Git Rev News Edition 39 (May 16th, 2018)

Git Rev News: Edition 39 (May 16th, 2018)

Welcome to the 39th edition of Git Rev News, a digest of all things Git. For our goals, the archives, the way we work, and how to contribute or to subscribe, see the Git Rev News page on git.github.io.

This edition covers what happened during the month of April 2018.

Discussions

General

GSoC students and mentors in 2018

Stefan Beller announced to the mailing list that once again this year the Git project will participate in Google Summer or Code! “We’ll have 3 students and 3 mentors, which is more than in recent years.”
- Pratik Karki, who will work on converting git rebase to C and will be mentored by Stefan Beller and Christian Couder, started blogging about his project:
  - [GSoC] Info: new blog series of my work on Git GSoC ‘18 - announcement on the mailing list
  - (recur code) - posts with “git” category - the blog in question
- Paul Ungureanu, who will work on converting git stash to C) and will be mentored by Johannes Schindelin, alias Dscho, is also starting a blog about it:
  - [GSoC] A blog about ‘git stash’ project - announcement on the mailing list
  - Paul’s Blog - Google Summer of Code 2018 - the blog in question
- Alban Gruin, who will work on converting interactive rebase to C and will be mentored by Stefan Beller and Christian Couder, is like the other students starting a blog about it:
  - [GSoC] Yet another blog series about the GSoC - announcement on the mailing list
  - Mon coin sur l’Internet - posts with “GSoC 2018” category - the blog in question, starting with GSoC with git, week 1 : community bonding

Support

Optimizing writes to unchanged files during merges?

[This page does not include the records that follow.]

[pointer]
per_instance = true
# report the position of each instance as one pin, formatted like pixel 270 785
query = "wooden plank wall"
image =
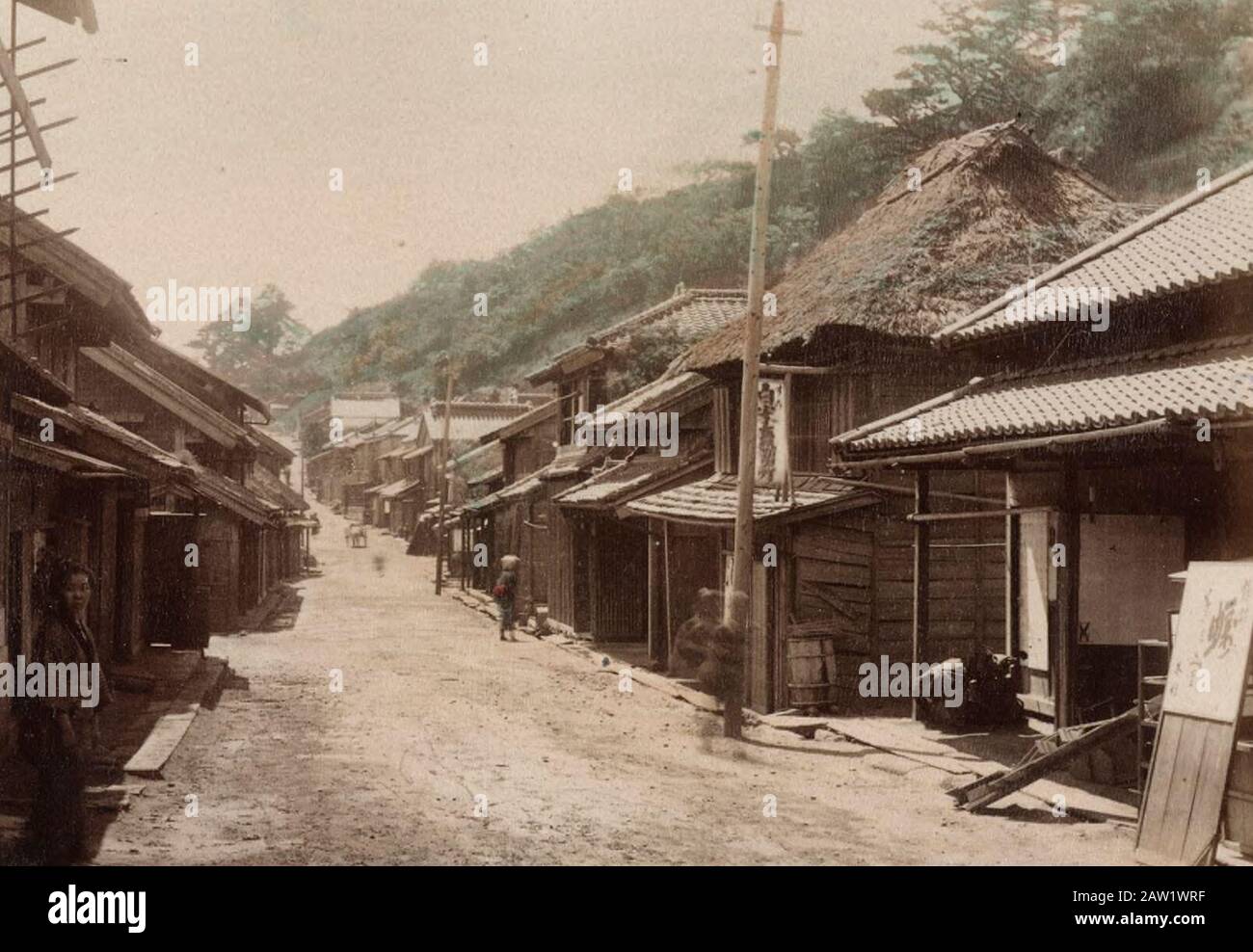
pixel 619 587
pixel 968 575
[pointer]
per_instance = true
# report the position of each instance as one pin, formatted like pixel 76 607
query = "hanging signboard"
pixel 773 452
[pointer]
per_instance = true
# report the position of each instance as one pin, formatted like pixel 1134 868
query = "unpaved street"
pixel 437 714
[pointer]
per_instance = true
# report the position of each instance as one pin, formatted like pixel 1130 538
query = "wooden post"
pixel 107 635
pixel 442 476
pixel 1068 600
pixel 735 606
pixel 921 574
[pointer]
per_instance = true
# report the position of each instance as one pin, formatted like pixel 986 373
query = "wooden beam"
pixel 964 516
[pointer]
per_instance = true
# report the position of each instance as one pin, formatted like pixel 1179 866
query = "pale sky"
pixel 218 174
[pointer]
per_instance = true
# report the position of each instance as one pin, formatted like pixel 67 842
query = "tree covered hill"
pixel 1144 94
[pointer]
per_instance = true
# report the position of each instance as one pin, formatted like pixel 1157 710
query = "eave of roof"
pixel 1183 383
pixel 41 246
pixel 134 449
pixel 733 301
pixel 525 421
pixel 713 501
pixel 232 496
pixel 1145 277
pixel 67 462
pixel 159 388
pixel 622 480
pixel 174 363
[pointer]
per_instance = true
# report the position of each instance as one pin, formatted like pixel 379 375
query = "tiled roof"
pixel 42 246
pixel 626 479
pixel 54 458
pixel 513 492
pixel 371 409
pixel 397 488
pixel 232 496
pixel 166 392
pixel 271 445
pixel 195 377
pixel 1202 238
pixel 692 314
pixel 1212 380
pixel 921 255
pixel 274 489
pixel 485 477
pixel 533 417
pixel 712 501
pixel 134 445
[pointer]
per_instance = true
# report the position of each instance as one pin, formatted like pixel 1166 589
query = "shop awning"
pixel 712 501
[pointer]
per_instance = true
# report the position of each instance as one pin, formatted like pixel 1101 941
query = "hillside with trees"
pixel 1081 75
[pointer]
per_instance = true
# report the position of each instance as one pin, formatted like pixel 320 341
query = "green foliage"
pixel 266 358
pixel 1149 92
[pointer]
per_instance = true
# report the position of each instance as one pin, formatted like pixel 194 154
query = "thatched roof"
pixel 991 209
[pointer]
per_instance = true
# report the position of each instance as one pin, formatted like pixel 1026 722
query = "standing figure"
pixel 59 731
pixel 505 592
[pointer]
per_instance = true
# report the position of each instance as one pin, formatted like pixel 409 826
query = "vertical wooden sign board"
pixel 1201 713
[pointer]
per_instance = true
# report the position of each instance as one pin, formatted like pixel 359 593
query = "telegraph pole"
pixel 451 371
pixel 735 606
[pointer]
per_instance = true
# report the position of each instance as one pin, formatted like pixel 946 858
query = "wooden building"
pixel 589 376
pixel 1120 452
pixel 846 341
pixel 615 552
pixel 505 518
pixel 468 424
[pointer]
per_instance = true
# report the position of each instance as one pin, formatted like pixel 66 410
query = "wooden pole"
pixel 443 475
pixel 921 574
pixel 1065 675
pixel 735 606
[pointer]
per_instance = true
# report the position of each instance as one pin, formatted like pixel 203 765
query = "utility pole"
pixel 735 606
pixel 451 372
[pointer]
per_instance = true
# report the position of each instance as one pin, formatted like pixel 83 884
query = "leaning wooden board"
pixel 1201 714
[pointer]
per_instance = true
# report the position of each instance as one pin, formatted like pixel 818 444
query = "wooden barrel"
pixel 811 665
pixel 1240 798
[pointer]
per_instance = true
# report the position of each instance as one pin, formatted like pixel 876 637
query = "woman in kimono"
pixel 62 731
pixel 505 592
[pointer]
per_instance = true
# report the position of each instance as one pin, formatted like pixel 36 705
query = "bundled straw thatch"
pixel 991 211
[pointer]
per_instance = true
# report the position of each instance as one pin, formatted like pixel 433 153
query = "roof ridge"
pixel 672 304
pixel 1145 356
pixel 1119 238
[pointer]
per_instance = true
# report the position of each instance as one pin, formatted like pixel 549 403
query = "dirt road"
pixel 446 746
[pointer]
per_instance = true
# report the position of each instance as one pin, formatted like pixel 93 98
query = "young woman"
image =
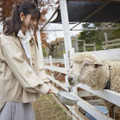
pixel 22 74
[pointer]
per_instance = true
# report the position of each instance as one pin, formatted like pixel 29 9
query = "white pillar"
pixel 66 29
pixel 39 43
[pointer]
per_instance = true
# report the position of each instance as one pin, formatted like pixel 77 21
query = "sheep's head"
pixel 86 68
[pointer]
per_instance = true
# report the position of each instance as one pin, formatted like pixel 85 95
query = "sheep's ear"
pixel 97 65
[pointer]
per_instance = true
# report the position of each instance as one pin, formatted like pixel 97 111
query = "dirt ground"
pixel 46 108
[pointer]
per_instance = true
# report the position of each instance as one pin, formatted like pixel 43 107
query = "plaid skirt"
pixel 17 111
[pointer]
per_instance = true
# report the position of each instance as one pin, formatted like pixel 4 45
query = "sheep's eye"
pixel 86 64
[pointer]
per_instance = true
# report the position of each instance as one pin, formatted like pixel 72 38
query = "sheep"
pixel 89 69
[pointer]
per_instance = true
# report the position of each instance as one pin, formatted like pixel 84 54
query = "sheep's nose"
pixel 70 78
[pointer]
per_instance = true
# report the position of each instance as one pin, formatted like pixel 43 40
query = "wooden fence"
pixel 73 112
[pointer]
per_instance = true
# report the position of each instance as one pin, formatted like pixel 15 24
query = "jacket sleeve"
pixel 22 70
pixel 40 68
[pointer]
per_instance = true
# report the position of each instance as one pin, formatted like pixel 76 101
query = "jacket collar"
pixel 27 37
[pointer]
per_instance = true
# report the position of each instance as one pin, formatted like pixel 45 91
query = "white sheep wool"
pixel 25 38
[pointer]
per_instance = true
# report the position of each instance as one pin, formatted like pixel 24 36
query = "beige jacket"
pixel 20 82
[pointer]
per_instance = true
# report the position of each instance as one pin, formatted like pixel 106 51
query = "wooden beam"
pixel 97 0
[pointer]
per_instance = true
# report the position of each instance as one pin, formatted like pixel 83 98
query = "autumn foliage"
pixel 6 7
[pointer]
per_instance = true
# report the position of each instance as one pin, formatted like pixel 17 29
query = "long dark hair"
pixel 13 25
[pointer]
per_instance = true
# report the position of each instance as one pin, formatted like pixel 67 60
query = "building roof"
pixel 92 11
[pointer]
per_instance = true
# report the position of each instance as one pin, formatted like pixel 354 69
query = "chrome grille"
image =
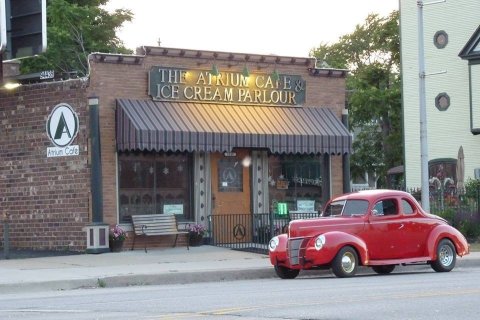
pixel 294 250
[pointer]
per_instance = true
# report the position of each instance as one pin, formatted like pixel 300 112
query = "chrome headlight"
pixel 319 242
pixel 272 245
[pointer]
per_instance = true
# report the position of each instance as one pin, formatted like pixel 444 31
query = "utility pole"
pixel 423 111
pixel 423 108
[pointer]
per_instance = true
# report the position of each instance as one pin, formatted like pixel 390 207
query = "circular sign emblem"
pixel 62 125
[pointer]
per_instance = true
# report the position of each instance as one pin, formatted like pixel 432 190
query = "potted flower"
pixel 116 238
pixel 195 234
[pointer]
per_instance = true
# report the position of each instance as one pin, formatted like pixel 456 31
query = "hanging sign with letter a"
pixel 62 128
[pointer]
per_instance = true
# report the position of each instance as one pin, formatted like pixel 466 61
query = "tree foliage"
pixel 372 54
pixel 75 28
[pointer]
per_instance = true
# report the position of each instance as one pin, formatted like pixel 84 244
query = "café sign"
pixel 62 128
pixel 179 84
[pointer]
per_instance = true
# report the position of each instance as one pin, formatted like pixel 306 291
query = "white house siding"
pixel 450 129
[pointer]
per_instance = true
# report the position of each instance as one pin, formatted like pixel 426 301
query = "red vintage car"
pixel 375 228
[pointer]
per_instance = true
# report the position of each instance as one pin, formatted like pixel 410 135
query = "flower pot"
pixel 195 240
pixel 116 245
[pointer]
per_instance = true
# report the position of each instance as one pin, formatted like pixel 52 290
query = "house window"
pixel 442 101
pixel 440 39
pixel 155 183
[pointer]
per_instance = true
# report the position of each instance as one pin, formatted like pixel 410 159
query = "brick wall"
pixel 110 80
pixel 46 199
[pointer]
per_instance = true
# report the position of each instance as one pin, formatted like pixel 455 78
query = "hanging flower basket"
pixel 195 235
pixel 116 238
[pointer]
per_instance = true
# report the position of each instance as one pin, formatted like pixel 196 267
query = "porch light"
pixel 275 76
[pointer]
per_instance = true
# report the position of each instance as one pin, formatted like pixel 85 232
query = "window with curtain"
pixel 295 184
pixel 155 183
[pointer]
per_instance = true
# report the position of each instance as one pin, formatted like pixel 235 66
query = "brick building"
pixel 186 132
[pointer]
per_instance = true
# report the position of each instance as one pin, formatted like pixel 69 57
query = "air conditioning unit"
pixel 477 173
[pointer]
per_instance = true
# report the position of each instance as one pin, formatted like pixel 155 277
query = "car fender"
pixel 334 241
pixel 446 231
pixel 279 256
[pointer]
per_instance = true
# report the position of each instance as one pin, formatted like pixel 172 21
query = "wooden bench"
pixel 155 225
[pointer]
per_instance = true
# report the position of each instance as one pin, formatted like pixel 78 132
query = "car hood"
pixel 313 227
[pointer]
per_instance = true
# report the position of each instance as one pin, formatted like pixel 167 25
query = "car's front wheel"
pixel 286 273
pixel 446 256
pixel 384 269
pixel 345 263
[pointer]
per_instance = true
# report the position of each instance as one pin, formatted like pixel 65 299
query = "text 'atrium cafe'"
pixel 202 134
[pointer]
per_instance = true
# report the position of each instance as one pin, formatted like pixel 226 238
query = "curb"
pixel 139 280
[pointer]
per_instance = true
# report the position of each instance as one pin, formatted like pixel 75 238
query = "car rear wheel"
pixel 446 256
pixel 286 273
pixel 345 263
pixel 384 269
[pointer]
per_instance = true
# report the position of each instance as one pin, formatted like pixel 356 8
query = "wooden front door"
pixel 231 200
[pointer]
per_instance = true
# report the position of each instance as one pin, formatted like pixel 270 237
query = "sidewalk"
pixel 128 268
pixel 158 266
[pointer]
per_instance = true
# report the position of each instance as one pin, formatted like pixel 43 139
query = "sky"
pixel 278 27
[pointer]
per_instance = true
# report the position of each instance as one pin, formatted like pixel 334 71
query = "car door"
pixel 417 229
pixel 386 230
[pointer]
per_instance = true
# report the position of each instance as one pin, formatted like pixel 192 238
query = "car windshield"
pixel 346 208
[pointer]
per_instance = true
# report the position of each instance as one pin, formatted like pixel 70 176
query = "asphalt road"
pixel 417 293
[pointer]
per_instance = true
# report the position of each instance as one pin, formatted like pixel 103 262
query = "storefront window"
pixel 155 183
pixel 295 184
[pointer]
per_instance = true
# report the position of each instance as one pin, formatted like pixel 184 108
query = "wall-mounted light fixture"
pixel 275 76
pixel 11 85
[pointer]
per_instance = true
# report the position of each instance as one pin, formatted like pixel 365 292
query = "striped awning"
pixel 181 126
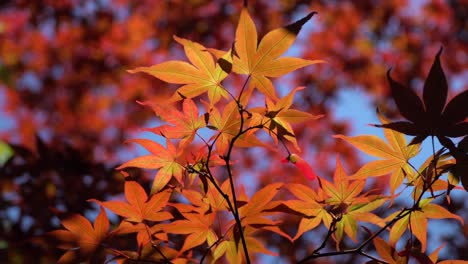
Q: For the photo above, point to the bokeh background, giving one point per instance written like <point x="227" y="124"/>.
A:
<point x="67" y="103"/>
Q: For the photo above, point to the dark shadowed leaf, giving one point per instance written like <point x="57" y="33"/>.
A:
<point x="435" y="88"/>
<point x="407" y="101"/>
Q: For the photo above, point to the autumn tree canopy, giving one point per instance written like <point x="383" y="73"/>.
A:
<point x="217" y="94"/>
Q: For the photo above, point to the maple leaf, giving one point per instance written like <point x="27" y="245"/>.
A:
<point x="302" y="165"/>
<point x="314" y="212"/>
<point x="184" y="124"/>
<point x="138" y="207"/>
<point x="417" y="221"/>
<point x="260" y="60"/>
<point x="348" y="204"/>
<point x="203" y="75"/>
<point x="81" y="239"/>
<point x="231" y="247"/>
<point x="430" y="117"/>
<point x="395" y="155"/>
<point x="164" y="159"/>
<point x="197" y="227"/>
<point x="277" y="117"/>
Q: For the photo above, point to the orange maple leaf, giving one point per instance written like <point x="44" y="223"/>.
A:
<point x="164" y="159"/>
<point x="138" y="207"/>
<point x="260" y="60"/>
<point x="184" y="124"/>
<point x="81" y="239"/>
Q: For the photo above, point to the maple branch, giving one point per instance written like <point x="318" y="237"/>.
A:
<point x="155" y="247"/>
<point x="227" y="158"/>
<point x="208" y="249"/>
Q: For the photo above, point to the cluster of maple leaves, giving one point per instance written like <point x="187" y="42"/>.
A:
<point x="196" y="196"/>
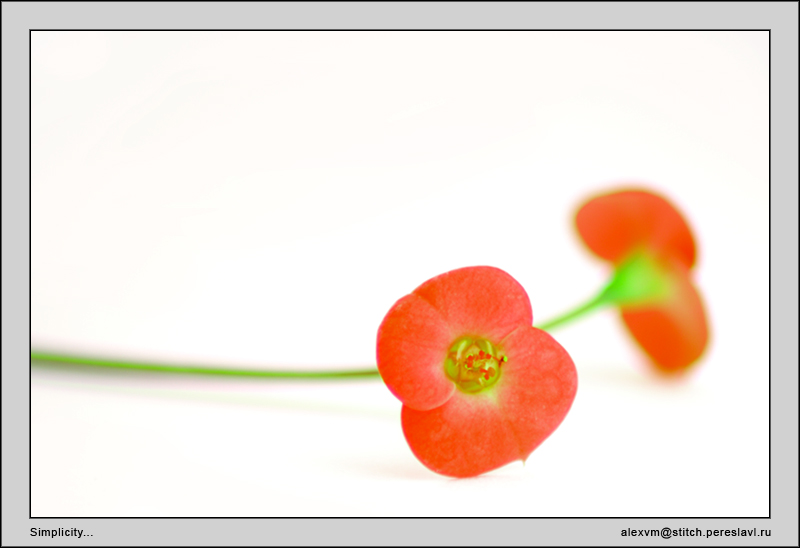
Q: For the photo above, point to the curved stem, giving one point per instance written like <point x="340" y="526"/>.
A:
<point x="595" y="302"/>
<point x="198" y="370"/>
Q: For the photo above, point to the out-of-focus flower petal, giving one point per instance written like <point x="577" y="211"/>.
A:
<point x="675" y="332"/>
<point x="624" y="226"/>
<point x="614" y="224"/>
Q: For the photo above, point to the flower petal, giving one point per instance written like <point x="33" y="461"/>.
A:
<point x="482" y="301"/>
<point x="674" y="333"/>
<point x="475" y="433"/>
<point x="614" y="225"/>
<point x="413" y="341"/>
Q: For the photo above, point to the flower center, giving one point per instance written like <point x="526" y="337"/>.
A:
<point x="473" y="364"/>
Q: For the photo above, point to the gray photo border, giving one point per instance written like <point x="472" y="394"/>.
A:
<point x="781" y="18"/>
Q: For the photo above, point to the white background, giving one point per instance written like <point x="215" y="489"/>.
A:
<point x="262" y="199"/>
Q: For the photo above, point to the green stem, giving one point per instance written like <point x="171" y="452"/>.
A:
<point x="195" y="370"/>
<point x="592" y="304"/>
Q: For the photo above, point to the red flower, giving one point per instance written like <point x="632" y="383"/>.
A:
<point x="480" y="386"/>
<point x="653" y="251"/>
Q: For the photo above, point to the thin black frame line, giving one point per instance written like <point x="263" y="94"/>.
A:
<point x="30" y="264"/>
<point x="399" y="30"/>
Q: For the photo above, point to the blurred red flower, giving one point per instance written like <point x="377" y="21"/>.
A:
<point x="653" y="252"/>
<point x="480" y="386"/>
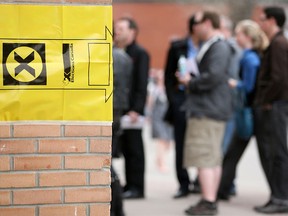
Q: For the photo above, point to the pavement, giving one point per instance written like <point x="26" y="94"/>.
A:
<point x="252" y="189"/>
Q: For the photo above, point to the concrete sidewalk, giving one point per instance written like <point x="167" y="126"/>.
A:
<point x="251" y="186"/>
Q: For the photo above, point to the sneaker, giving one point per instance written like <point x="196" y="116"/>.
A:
<point x="272" y="208"/>
<point x="202" y="208"/>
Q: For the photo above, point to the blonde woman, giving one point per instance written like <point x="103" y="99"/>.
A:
<point x="253" y="41"/>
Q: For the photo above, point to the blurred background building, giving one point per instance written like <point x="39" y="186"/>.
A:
<point x="161" y="21"/>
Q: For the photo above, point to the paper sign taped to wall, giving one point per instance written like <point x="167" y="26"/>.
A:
<point x="56" y="62"/>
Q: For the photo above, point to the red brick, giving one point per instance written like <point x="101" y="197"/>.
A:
<point x="5" y="198"/>
<point x="63" y="211"/>
<point x="62" y="146"/>
<point x="16" y="146"/>
<point x="4" y="163"/>
<point x="87" y="162"/>
<point x="82" y="130"/>
<point x="100" y="145"/>
<point x="26" y="197"/>
<point x="106" y="130"/>
<point x="62" y="179"/>
<point x="100" y="210"/>
<point x="17" y="211"/>
<point x="5" y="131"/>
<point x="87" y="195"/>
<point x="37" y="130"/>
<point x="37" y="163"/>
<point x="100" y="178"/>
<point x="16" y="180"/>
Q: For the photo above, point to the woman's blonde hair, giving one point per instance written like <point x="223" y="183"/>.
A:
<point x="253" y="30"/>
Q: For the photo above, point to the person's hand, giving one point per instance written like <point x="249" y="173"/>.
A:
<point x="133" y="116"/>
<point x="232" y="83"/>
<point x="183" y="79"/>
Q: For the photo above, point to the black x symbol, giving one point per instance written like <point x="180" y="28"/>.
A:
<point x="24" y="64"/>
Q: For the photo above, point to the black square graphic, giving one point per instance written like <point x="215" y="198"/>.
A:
<point x="24" y="64"/>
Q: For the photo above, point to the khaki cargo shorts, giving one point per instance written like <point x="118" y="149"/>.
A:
<point x="203" y="143"/>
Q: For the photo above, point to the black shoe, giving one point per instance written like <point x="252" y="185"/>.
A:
<point x="181" y="193"/>
<point x="272" y="208"/>
<point x="132" y="194"/>
<point x="223" y="197"/>
<point x="202" y="208"/>
<point x="196" y="189"/>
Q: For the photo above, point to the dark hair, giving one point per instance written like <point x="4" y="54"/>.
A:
<point x="213" y="17"/>
<point x="277" y="13"/>
<point x="132" y="23"/>
<point x="191" y="23"/>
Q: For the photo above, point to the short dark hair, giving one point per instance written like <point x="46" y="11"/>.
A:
<point x="191" y="23"/>
<point x="213" y="17"/>
<point x="277" y="13"/>
<point x="132" y="23"/>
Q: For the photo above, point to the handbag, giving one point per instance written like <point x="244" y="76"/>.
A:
<point x="244" y="118"/>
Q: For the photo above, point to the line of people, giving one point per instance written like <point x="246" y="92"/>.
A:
<point x="203" y="101"/>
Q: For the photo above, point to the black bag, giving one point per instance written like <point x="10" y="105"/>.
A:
<point x="244" y="117"/>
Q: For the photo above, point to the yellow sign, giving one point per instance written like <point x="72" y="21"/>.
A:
<point x="56" y="62"/>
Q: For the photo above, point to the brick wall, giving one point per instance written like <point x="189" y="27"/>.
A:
<point x="51" y="169"/>
<point x="54" y="169"/>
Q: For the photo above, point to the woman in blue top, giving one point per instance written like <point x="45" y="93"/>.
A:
<point x="253" y="41"/>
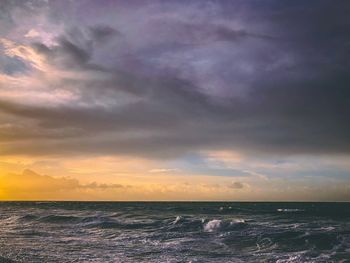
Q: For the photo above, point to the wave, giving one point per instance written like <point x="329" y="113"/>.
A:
<point x="289" y="210"/>
<point x="220" y="225"/>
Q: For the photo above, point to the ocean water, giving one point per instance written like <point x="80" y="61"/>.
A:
<point x="174" y="232"/>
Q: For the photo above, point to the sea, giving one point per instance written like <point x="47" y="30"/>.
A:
<point x="174" y="232"/>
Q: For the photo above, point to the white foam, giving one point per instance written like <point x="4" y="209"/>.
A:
<point x="212" y="225"/>
<point x="177" y="219"/>
<point x="289" y="210"/>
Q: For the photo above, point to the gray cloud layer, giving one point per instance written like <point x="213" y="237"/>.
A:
<point x="242" y="75"/>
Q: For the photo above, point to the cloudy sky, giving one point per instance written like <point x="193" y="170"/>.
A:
<point x="175" y="100"/>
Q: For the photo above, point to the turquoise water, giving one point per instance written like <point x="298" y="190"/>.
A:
<point x="174" y="232"/>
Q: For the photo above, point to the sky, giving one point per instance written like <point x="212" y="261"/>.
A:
<point x="242" y="100"/>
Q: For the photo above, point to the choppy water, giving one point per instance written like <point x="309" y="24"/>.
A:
<point x="174" y="232"/>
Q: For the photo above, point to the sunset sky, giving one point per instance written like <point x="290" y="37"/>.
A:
<point x="175" y="100"/>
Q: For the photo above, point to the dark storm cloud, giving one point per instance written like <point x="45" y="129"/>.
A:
<point x="240" y="75"/>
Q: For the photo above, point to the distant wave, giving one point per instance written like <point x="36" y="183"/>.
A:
<point x="216" y="224"/>
<point x="290" y="210"/>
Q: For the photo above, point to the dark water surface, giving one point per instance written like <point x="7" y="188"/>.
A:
<point x="174" y="232"/>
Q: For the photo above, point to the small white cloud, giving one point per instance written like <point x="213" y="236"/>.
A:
<point x="163" y="170"/>
<point x="32" y="34"/>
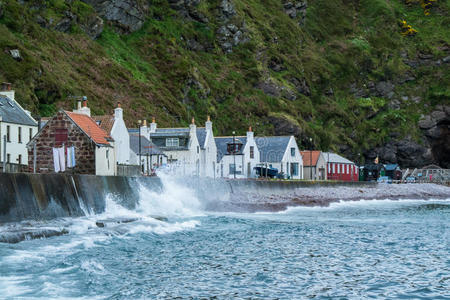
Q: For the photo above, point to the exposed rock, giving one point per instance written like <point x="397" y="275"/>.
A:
<point x="93" y="27"/>
<point x="126" y="15"/>
<point x="227" y="9"/>
<point x="15" y="53"/>
<point x="296" y="9"/>
<point x="283" y="126"/>
<point x="269" y="88"/>
<point x="188" y="9"/>
<point x="301" y="85"/>
<point x="230" y="34"/>
<point x="276" y="65"/>
<point x="385" y="89"/>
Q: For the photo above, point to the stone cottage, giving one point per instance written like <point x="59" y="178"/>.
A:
<point x="282" y="153"/>
<point x="17" y="127"/>
<point x="314" y="165"/>
<point x="93" y="147"/>
<point x="237" y="156"/>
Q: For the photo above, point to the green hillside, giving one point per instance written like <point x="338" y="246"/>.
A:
<point x="338" y="71"/>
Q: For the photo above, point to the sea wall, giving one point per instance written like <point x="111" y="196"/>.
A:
<point x="46" y="196"/>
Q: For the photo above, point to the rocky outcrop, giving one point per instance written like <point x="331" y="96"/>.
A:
<point x="230" y="33"/>
<point x="436" y="127"/>
<point x="126" y="15"/>
<point x="188" y="9"/>
<point x="284" y="126"/>
<point x="296" y="9"/>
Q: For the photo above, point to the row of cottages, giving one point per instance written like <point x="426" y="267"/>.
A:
<point x="17" y="128"/>
<point x="189" y="151"/>
<point x="340" y="168"/>
<point x="238" y="156"/>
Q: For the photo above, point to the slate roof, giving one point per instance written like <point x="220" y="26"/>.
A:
<point x="105" y="122"/>
<point x="221" y="144"/>
<point x="145" y="145"/>
<point x="11" y="112"/>
<point x="391" y="167"/>
<point x="335" y="158"/>
<point x="90" y="127"/>
<point x="272" y="148"/>
<point x="310" y="156"/>
<point x="201" y="136"/>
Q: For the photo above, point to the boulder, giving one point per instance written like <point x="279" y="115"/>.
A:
<point x="284" y="126"/>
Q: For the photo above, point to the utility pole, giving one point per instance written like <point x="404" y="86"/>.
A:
<point x="234" y="154"/>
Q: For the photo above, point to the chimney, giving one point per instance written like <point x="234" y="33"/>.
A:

Linus Torvalds emailed the mailing list that after merging XFS code into the Linux kernel he was surprised “pretty much everything” got recompiled and the test build took 22 minutes instead of about a minute.

When debugging this, Linus found that a core header file had been changed by the patch series he had merged, but the changes were already upstream and got merged away. Nevertheless the core header file got written out with the same contents it had before the merge, and as ‘make’ only looks at modification time, everything got rebuilt.

As he was still busy with the merge window, Linus hoped that someone could look at making the merging logic optimize things and not even write out the end result when a file doesn’t change.

Junio Hamano soon posted a fix for this issue but it appeared to Linus that it was not a complete fix, so Linus started debugging further by himself and updated the mailing list by regularly posting what he had found. He even started one of his emails with “[ Talking to myself ]” and the next one with “[ Still talking to myself. Very soothing. ]”

Elijah Newren eventually replied to Linus that he already had a fix for that in one of his patch series that had been merged into the master branch, but unfortunately the fix caused some “impressively awful fireworks”, so the fix had been reverted from master.

Fortunately Elijah wrote that he had already reworked his fix and added many test cases, so that he would be able to resend his patch series containing a fully working fix in a few days.

Linus replied by sending an alternative patch relying on “stupid brute force” to fix his issue. Stefan Beller reviewed the patch and Linus replied back to Stefan discussing other improvements and different approaches.

Elijah also replied to Linus’ alternative patch by discussing different approaches. And Junio agreed with the direction Elijah was taking, though he had not as much time as he would have liked to think this through at that time. Junio discussed Linus’ alternative patch anyway with Linus, and noted that it could cause problems in the case of local dirty changes.

Then Lars Schneider chimed in by suggesting to add a cache to speed up builds. Ævar Arnfjörð Bjarmason then replied to Lars and they discussed this idea but concluded that it wouldn’t work.

Jacob Keller and Junio also discussed Lars’ idea. They suggested alternative ideas or tools to address the underlying problem. Junio especially mentioned ccache which had been also suggested by Stefan Haller.

Phillip Wood replied to Lars by sending a Perl script he has been using to save and restore mtimes to avoid rebuilds.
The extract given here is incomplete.